Luís Alves de Fraga disse...

A minha vida tem estado um inferno de trabalho! Venho lendo, de corrida, as suas postagens, que me deleitam instantaneamente, por não ter tempo para sobre elas me debruçar com a liberdade que o quase ócio nos oferece.
Arranjei hoje um bocadinho e, por isso, aqui deixo um breve comentário.
Do relato da morte de Antero - uma morte por ele escolhida e dificilmente conseguida, por longa ter sido a agonia - ficou-me sempre uma dúvida: - O que nos quis ele testemunhar, ao escolher aquele banco, sob a égide da Esperança, frente à igreja do Senhor Santo Cristo dos Milagres?
Que Esperança se guardava naquele coração que quis parar de bater?
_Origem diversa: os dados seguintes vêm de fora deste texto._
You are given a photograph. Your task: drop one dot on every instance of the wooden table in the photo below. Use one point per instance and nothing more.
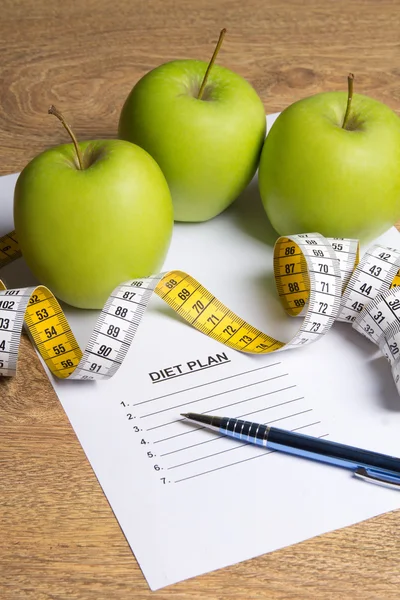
(58, 536)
Que milagre se esperava naquela mente laboriosa?
Não pode ter sido o acaso que o levou àquele banco, àquele local tão específico.
Aquele corpo sofrido pelos padecimentos que o atormentavam e aquele espírito, deambulando de conjectura em conjectura, de dúvida em dúvida, de incerteza em incerteza, não foram conduzidos àquele largo por um impulso despejado de sentido. Não, não é possível!
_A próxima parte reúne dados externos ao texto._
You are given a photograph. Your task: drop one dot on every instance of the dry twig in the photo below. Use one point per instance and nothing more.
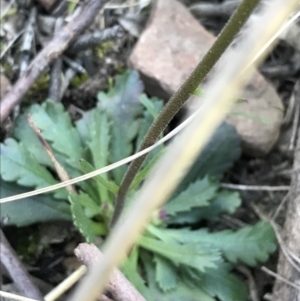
(119, 287)
(291, 239)
(56, 47)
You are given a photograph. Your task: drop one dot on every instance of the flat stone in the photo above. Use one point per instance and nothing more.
(169, 49)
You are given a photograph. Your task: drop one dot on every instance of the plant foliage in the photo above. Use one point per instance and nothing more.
(178, 257)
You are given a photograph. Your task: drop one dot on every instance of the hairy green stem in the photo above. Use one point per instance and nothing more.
(225, 38)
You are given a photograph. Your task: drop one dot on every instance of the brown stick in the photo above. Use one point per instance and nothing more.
(56, 47)
(291, 232)
(17, 271)
(119, 287)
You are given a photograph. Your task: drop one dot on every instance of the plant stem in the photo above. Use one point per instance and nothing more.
(225, 38)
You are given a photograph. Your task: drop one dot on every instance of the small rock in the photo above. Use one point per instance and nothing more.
(169, 49)
(48, 4)
(4, 85)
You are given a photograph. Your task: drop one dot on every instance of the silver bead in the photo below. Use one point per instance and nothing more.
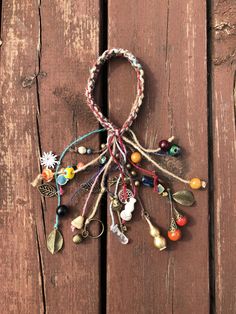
(82, 150)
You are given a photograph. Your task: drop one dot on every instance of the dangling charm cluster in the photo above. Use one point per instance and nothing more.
(118, 169)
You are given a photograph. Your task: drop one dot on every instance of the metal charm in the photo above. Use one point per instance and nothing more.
(184, 197)
(55, 241)
(122, 197)
(47, 190)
Terá o suicida querido deixar explicito que não há esperança nos milagres? Que a solução taumatúrgica não passa de um equívoco para enganar o povo ignaro?
Terá, pelo contrário, ter querido ver abrir-se-lhe as portas de um Céu miraculoso, ao apoiar-se na Esperança, quando a bala lhe trespassasse o cérebro?
O Antero que acusou a Igreja Católica de ter sido a causa da decadência peninsular terá sido o mesmo Antero que escolheu aquele banco com aquela "geografia" tão peculiar?
Se para lá da morte tudo parece ser insondável, também me quer parecer que insondável é a mensagem de Antero, na antecâmara da sua própria morte.
Terei alguma ponta de razão ou a minha dúvida resulta, afinal, de mera ignorância?